On March 18, 2020, the Giants informed Bethea that they would not exercise his contract option, making him a free agent. On January 7, 2021, Bethea announced his retirement, after playing for 14 seasons in the NFL.

==NFL career statistics==

| Year | Team | Games |  | Tackles |  |  |  | Interceptions |  |  |  |  |  | Fumbles |  |
| GP | GS | Cmb | Solo | Ast | Sck | PD | Int | Yds | Avg | Lng | TD | FF | FR |
| 2006 | IND | 14 | 14 | 90 | 66 | 24 | 0.0 | 5 | 1 | 38 | 38.0 | 38 | 0 | 0 | 0 |
| 2007 | IND | 13 | 13 | 64 | 46 | 18 | 0.0 | 8 | 4 | 47 | 11.8 | 30 | 0 | 0 | 0 |
| 2008 | IND | 16 | 16 | 101 | 74 | 27 | 0.0 | 4 | 2 | 0 | 0.0 | 0 | 0 | 0 | 1 |
| 2009 | IND | 16 | 16 | 95 | 70 | 25 | 0.0 | 5 | 4 | 19 | 4.8 | 19 | 0 | 0 | 1 |
| 2010 | IND | 16 | 16 | 106 | 77 | 29 | 0.5 | 5 | 1 | 31 | 31.0 | 31 | 0 | 1 | 0 |
| 2011 | IND | 16 | 16 | 139 | 80 | 59 | 0.0 | 7 | 0 | 0 | 0.0 | 0 | 0 | 0 | 1 |
| 2012 | IND | 16 | 16 | 100 | 75 | 25 | 2.0 | 7 | 0 | 0 | 0.0 | 0 | 0 | 0 | 0 |
| 2013 | IND | 16 | 16 | 110 | 80 | 30 | 1.0 | 6 | 2 | 48 | 24.0 | 46 | 0 | 0 | 1 |
| 2014 | SF | 16 | 16 | 86 | 72 | 14 | 1.0 | 10 | 4 | 71 | 17.8 | 49 | 1 | 1 | 0 |
| 2015 | SF | 7 | 7 | 44 | 32 | 12 | 1.0 | 2 | 0 | 0 | 0.0 | 0 | 0 | 0 | 0 |
| 2016 | SF | 16 | 16 | 110 | 95 | 15 | 0.0 | 3 | 1 | 0 | 0.0 | 0 | 0 | 1 | 1 |
| 2017 | ARI | 15 | 6 | 57 | 47 | 10 | 1.0 | 9 | 5 | 51 | 10.2 | 21 | 0 | 1 | 0 |
| 2018 | ARI | 16 | 16 | 121 | 100 | 21 | 3.0 | 4 | 0 | 0 | 0.0 | 0 | 0 | 1 | 0 |
| 2019 | NYG | 16 | 16 | 110 | 81 | 29 | 0.0 | 6 | 1 | 7 | 7.0 | 7 | 0 | 0 | 2 |
| Total |  | 209 | 200 | 1,333 | 995 | 338 | 9.5 | 81 | 25 | 312 | 12.5 | 49 | 1 | 9 | 7 |

==Personal life==
On July 30, 2013, Bethea's longtime college girlfriend, Samantha Romantini gave birth to a baby girl they named Siani.
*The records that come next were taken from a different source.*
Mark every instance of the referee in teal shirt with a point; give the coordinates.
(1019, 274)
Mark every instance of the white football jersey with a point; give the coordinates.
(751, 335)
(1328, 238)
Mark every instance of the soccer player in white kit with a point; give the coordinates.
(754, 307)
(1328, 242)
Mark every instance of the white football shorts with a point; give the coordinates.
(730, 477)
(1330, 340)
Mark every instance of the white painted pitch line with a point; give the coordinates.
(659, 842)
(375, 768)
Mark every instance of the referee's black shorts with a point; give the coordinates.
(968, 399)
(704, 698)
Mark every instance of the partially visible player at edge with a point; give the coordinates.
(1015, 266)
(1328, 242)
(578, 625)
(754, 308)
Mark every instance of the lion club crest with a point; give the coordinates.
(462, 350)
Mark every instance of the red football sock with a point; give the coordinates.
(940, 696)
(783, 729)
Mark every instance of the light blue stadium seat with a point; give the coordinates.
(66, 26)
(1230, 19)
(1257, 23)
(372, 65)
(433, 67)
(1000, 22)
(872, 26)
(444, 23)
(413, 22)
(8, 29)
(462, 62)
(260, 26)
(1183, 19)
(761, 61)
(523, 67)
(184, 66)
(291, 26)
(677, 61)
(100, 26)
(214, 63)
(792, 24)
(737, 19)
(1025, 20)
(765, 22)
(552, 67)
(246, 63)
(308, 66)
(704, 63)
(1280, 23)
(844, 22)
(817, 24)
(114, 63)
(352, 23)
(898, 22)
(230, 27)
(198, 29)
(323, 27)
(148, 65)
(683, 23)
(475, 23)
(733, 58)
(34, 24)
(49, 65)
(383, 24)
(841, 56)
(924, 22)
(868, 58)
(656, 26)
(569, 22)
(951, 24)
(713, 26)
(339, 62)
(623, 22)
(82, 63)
On June 28, 2014, Bethea married Romantini at the Ronald Reagan Building and International Trade Center in Washington D.C. The pair have since had two sons, born in 2016 and 2019.

He attended Denbigh High School in Newport News, Virginia where he was a three-year letterman in football and also lettered in basketball, where he earned all-area and All-conference honors in his senior year.

In December 2013, Bethea posed for PETA's anti-fur campaign.

In 2024, Bethea joined 51 other HBCU football alumni in endorsing Kamala Harris's campaign for president.